Abstract
BACKGROUND AND PURPOSE:
Findings of standard MR imaging examinations are usually normal in primary CD. These findings are now increasingly challenged by studies using advanced neuroimaging techniques detecting abnormalities in brain areas that may be functionally involved in the pathophysiology of CD. Our purpose was to evaluate GM volumes in patients with CD at baseline and 5 years later.
MATERIALS AND METHODS:
We enrolled 19 patients (F/M = 15:4, mean age = 53.2 + 11.2 years), 12 of whom were studied at baseline and again approximately 5 years later. Twenty-eight healthy volunteers acted as controls (F/M = 17:11, mean age = 47.5 + 15.6 years). The subjects were imaged with a 1.5T scanner by using a 3D T1-weighted sequence on 150 contiguous axial 1-mm-thick sections to apply VBM.
RESULTS:
At entry, VBM analysis disclosed significantly lower GM volumes in the left caudate head and putamen and in the premotor and primary sensorimotor cortices bilaterally in patients than in controls. No correlation was found between decreased GM volumes and patient age, severity of dystonia, or disease duration.
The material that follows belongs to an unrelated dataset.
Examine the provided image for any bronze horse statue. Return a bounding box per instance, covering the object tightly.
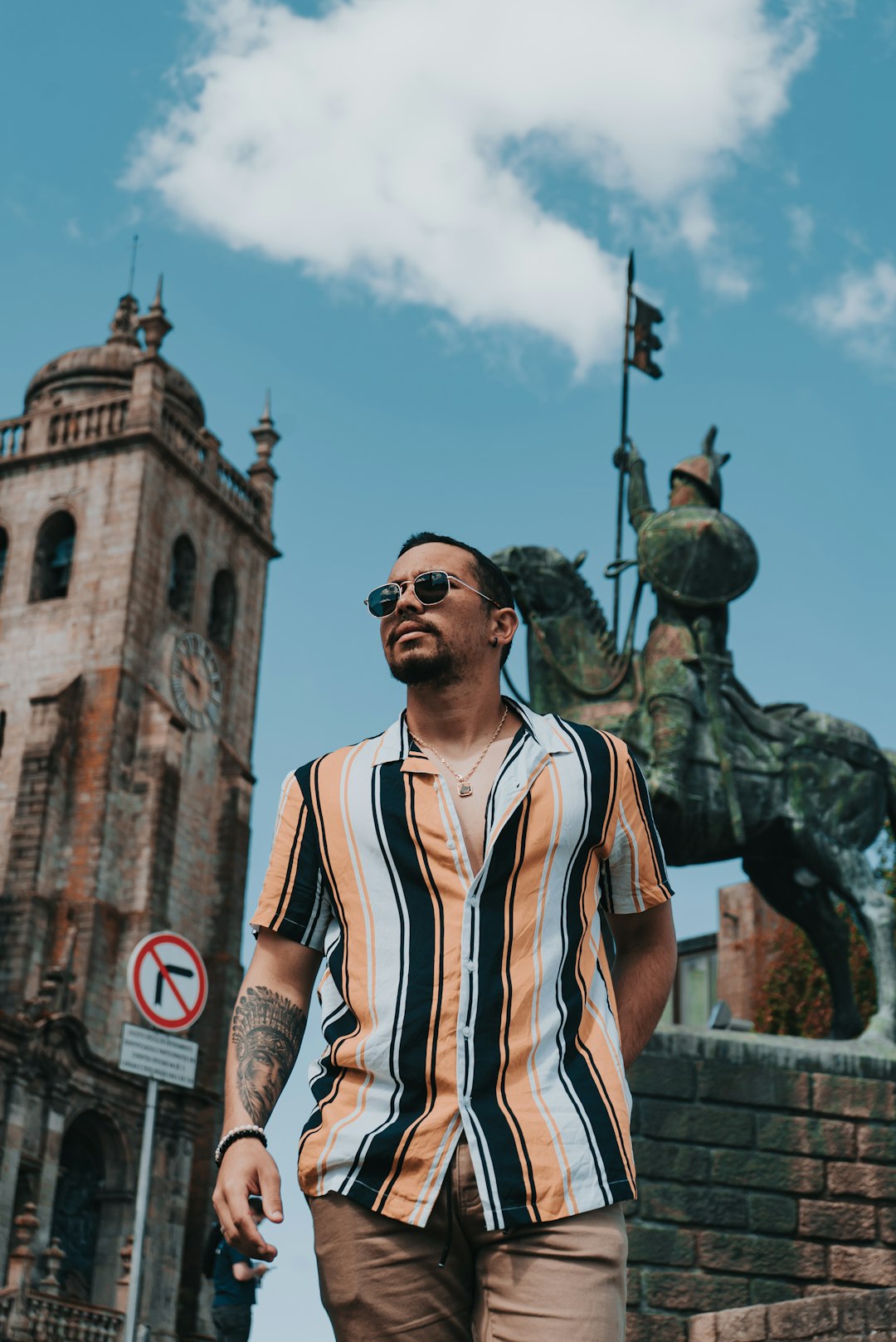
[492,546,896,1042]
At the 5-year follow-up, GM volumes in the left primary sensorimotor cortex in patients had decreased significantly from baseline.
CONCLUSIONS:
The findings obtained at entry and after a 5-year follow-up consistently showed decreased caudate, putamen, and sensorimotor cortex GM volumes in patients with CD, and they probably play a pathophysiologic role in CD.
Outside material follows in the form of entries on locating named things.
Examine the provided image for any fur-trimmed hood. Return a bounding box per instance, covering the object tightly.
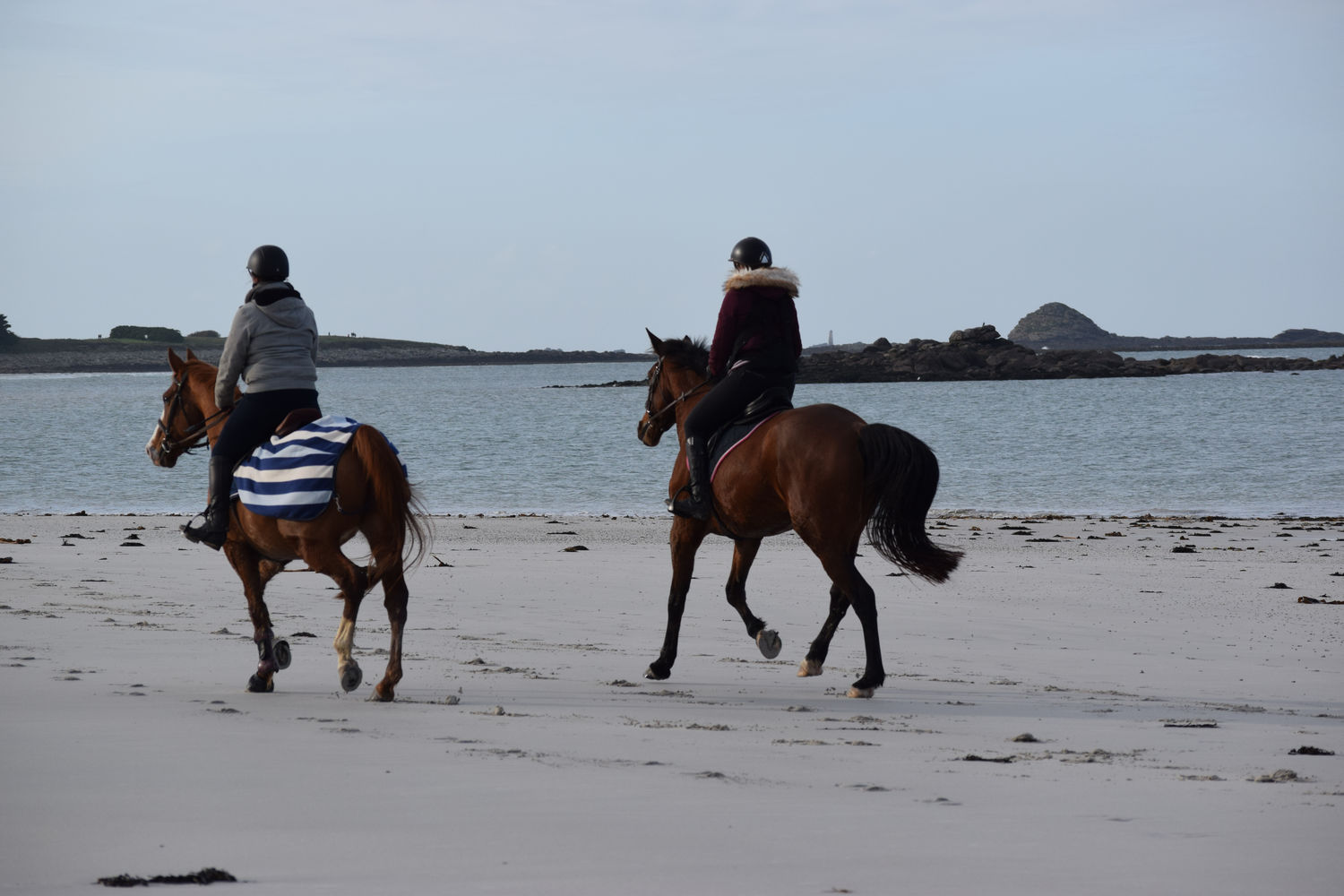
[723,267,798,298]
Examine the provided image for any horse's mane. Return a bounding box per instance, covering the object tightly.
[663,336,710,376]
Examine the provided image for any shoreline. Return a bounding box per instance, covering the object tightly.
[0,514,1344,896]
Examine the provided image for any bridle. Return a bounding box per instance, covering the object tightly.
[639,356,710,438]
[150,372,234,457]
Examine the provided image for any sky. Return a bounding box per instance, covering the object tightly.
[0,0,1344,350]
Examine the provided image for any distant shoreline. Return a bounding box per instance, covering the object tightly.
[0,336,650,374]
[0,332,1344,385]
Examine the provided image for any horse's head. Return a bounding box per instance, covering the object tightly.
[637,331,710,446]
[145,348,215,466]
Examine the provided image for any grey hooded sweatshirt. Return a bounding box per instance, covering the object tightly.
[215,283,317,407]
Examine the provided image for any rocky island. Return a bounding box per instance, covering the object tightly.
[0,302,1344,385]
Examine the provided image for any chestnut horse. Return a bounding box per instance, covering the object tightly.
[145,349,427,700]
[639,333,961,697]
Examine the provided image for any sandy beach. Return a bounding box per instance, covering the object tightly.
[0,514,1344,896]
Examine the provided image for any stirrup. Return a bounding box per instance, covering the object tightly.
[667,485,712,522]
[182,513,228,551]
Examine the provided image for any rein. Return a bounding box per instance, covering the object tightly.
[644,358,710,430]
[151,374,234,457]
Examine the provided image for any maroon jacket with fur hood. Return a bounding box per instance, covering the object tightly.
[710,267,803,377]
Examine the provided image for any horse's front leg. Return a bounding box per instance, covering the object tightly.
[225,541,289,694]
[798,584,849,678]
[298,540,368,692]
[644,517,709,681]
[725,538,782,659]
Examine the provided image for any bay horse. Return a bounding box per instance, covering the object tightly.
[639,331,962,697]
[145,349,427,702]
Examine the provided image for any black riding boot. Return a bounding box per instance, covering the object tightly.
[182,457,234,551]
[668,436,714,520]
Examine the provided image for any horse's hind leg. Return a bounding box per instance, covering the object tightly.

CD, one of the most common focal dystonias, is characterized by abnormal movements or postures of the neck and head.1 Although CD may be secondary to lesions in the basal ganglia or in other central nervous system structures,2 standard MR imaging generally detects no brain lesions in primary CD. These findings are now increasingly challenged by studies using advanced neuroimaging techniques detecting abnormalities in brain areas that may be functionally involved in the pathophysiology of dystonia.3,4
Cross-sectional studies using MR imaging–VBM, a technique that can evaluate intergroup and intragroup voxel-wise differences in GM volumes, have detected ultrastructural brain changes in apparently normal brain tissue in patients with CD.5–7 In these patients, regional GM abnormalities have been described in both subcortical and cortical structures, though controversial findings have been reported by the various authors. Whereas some found GM volume focally increased in the motor cortex, cerebellum, and GPi but decreased in the caudal SMA, dorsolateral frontal cortex, and visual cortex in patients with CD,5 others reported increased GM volumes in the thalamus, caudate head, superior temporal lobe, and left cerebellum.6 Yet others described an increased GM volume (though not statistically significant) in the GPi and SMA.7 These inconsistent results, the small numbers of patients with CD studied, and the lack of longitudinal VBM studies leave the topographic distribution of brain abnormalities in CD unclear. Additional information would help to understand the causes of CD.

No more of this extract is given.